On May 18, 2006, McCafferty noted, "I had heard so much about her book and I had planned on reading it [before the allegations surfaced] ... It was sad and it was a shock that it could happen on such a big scale ... This was a big book that was getting so much attention and publicity. It is the most surreal thing that's ever happened to me." Alerted to the situation two weeks before The Harvard Crimson picked up the story, she stated that "The media broke it and I was sick to my stomach ... People don't know how hard it was to have somebody else take that from me and try and profit. As someone [who has been] writing my entire life, to build my career, it almost made me lose faith in the publishing industry." Though Alloy Entertainment had previously stated that it helped Viswanathan conceptualize the book but did not help with the actual writing, McCafferty also raised the issue of their possible culpability in the scandal. As book packagers sometimes use their own staff or hire freelance writers to ghostwrite manuscripts for publishers, McCafferty asked, "Was it the book packagers who really wrote the book and plagiarized my books or was it her?"
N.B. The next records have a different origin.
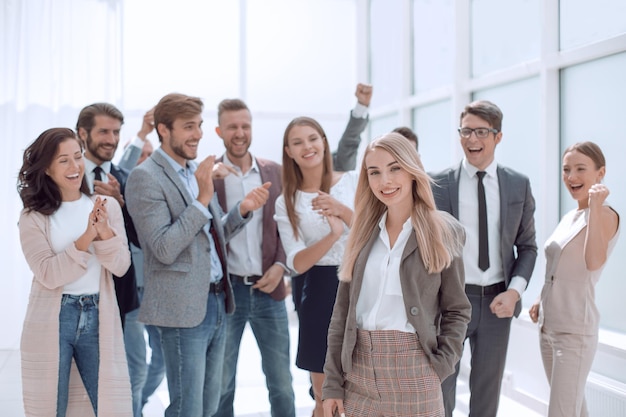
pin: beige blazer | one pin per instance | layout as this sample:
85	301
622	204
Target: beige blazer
436	306
40	335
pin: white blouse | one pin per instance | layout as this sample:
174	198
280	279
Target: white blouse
381	303
312	227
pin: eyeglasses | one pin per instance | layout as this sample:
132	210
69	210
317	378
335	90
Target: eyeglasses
480	132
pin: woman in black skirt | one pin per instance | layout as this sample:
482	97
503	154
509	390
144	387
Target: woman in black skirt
314	214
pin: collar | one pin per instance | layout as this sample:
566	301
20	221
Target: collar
90	165
190	168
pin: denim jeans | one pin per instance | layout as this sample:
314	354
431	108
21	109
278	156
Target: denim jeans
78	339
142	374
269	322
194	362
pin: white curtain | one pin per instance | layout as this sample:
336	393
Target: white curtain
56	56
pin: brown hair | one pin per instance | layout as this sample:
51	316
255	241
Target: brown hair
87	116
174	106
589	149
292	174
230	104
487	111
36	189
440	237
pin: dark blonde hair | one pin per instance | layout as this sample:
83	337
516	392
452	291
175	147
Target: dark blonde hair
174	106
36	189
292	174
440	237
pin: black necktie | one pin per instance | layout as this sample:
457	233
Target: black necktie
97	171
483	238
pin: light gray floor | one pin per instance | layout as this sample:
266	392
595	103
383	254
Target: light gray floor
250	397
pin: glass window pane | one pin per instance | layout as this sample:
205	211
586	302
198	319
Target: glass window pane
596	114
504	33
584	21
433	44
301	55
435	130
385	49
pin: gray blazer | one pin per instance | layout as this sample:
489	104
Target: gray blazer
435	304
176	249
518	245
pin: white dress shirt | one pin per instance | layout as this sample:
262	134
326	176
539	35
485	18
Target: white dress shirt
89	174
312	226
245	254
381	304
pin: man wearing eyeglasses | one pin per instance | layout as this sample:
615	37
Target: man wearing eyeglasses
496	207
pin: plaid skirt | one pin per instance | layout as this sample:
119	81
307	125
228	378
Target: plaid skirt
391	376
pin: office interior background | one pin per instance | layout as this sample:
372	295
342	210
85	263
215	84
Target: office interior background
556	69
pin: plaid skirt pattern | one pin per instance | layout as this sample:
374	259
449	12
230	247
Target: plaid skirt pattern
391	376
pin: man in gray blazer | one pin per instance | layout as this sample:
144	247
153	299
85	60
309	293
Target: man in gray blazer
495	282
183	234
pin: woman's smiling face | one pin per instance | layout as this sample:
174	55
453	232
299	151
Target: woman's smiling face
579	174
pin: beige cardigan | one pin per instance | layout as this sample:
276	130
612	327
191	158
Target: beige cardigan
40	335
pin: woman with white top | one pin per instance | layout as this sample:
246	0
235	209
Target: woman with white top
575	256
73	243
401	312
314	214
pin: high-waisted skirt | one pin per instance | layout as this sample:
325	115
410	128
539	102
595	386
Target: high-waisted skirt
391	376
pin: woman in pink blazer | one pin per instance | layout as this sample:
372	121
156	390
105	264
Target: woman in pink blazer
73	243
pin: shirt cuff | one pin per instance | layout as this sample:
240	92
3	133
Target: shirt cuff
203	209
282	265
518	284
360	111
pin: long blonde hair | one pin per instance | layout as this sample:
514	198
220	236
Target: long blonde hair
292	174
440	237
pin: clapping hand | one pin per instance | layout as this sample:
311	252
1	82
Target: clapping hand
255	199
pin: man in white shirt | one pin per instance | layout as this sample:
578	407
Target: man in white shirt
499	253
256	258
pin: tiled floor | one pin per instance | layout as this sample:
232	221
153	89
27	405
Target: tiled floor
251	394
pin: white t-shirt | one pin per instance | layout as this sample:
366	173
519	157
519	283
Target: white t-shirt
67	224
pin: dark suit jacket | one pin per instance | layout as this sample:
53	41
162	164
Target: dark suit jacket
518	245
177	252
271	246
126	285
435	304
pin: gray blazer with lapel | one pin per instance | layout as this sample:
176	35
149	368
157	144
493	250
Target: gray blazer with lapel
518	245
176	249
435	304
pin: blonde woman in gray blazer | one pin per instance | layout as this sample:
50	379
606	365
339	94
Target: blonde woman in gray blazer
401	311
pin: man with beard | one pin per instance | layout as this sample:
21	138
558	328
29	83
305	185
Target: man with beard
256	258
183	233
99	126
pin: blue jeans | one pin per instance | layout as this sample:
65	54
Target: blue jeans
78	339
194	362
142	375
269	322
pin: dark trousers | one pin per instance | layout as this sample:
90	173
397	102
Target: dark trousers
489	339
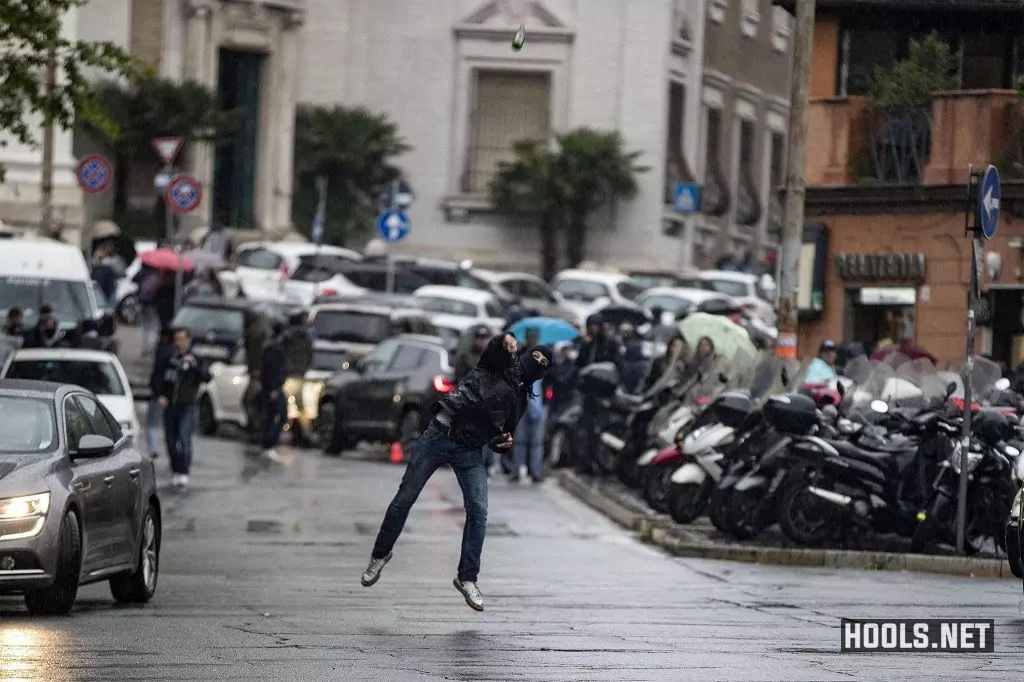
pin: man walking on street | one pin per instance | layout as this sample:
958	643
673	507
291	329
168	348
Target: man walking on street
180	376
483	411
273	373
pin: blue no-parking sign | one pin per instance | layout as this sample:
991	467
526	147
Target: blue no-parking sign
989	194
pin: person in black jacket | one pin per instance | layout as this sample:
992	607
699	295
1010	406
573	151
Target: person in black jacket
179	376
481	412
273	373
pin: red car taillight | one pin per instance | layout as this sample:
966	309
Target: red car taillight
443	384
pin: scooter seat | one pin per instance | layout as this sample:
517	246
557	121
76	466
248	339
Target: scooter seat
627	402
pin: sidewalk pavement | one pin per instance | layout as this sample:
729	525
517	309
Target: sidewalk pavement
701	541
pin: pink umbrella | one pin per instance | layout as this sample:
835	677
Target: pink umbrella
165	259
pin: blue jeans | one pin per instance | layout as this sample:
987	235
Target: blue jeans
152	421
432	451
274	415
179	423
529	439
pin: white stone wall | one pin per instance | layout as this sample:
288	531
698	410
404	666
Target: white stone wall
20	192
402	57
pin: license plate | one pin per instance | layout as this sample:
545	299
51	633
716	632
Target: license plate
210	351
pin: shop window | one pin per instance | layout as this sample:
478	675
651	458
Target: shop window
496	126
715	195
676	168
748	203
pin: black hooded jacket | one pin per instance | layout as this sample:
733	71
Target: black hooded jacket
489	400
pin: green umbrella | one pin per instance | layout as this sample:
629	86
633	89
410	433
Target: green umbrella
729	338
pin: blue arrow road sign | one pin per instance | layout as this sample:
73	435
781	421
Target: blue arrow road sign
393	225
686	198
988	202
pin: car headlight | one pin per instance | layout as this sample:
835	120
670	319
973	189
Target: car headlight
1019	469
25	507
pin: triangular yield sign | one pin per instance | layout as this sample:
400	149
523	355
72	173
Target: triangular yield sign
168	148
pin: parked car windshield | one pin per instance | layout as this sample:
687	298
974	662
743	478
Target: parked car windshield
328	360
582	290
201	321
351	326
100	378
728	287
27	426
448	306
70	300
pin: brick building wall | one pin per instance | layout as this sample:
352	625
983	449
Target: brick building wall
941	320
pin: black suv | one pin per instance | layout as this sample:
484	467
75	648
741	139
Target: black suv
356	326
218	326
389	395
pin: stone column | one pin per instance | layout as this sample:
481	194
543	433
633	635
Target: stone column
198	47
281	217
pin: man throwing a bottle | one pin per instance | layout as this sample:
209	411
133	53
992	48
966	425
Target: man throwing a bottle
482	412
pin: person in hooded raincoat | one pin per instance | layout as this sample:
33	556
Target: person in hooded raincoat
482	412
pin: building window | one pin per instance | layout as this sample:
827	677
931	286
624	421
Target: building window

Of Viswanathan being remembered for the scandal, McCafferty also said, "I wouldn't want to be defined by a mistake made in such a public way ... I hope she can move on from this. I hope that for both of us." In addition, she noted that "Books for teens have taken a huge beating in the media" in the aftermath of the incident. "These very elitist comments about 'how all books for teens are crap; so isn't this just crap stealing from crap'. My books are not crap." McCafferty noted that she was insulted by an opinion letter published in The New York Times in which one writer wrote that teen books are "undemanding literature for undemanding readers." "There's so much good writing for teenagers now," she said. "People make across the board judgments."

The reception and fallout from the publication of the novel was discussed by Shaleena Koruth in the 2014 book Postliberalization Indian Novels in English: Politics of Global Reception and Awards.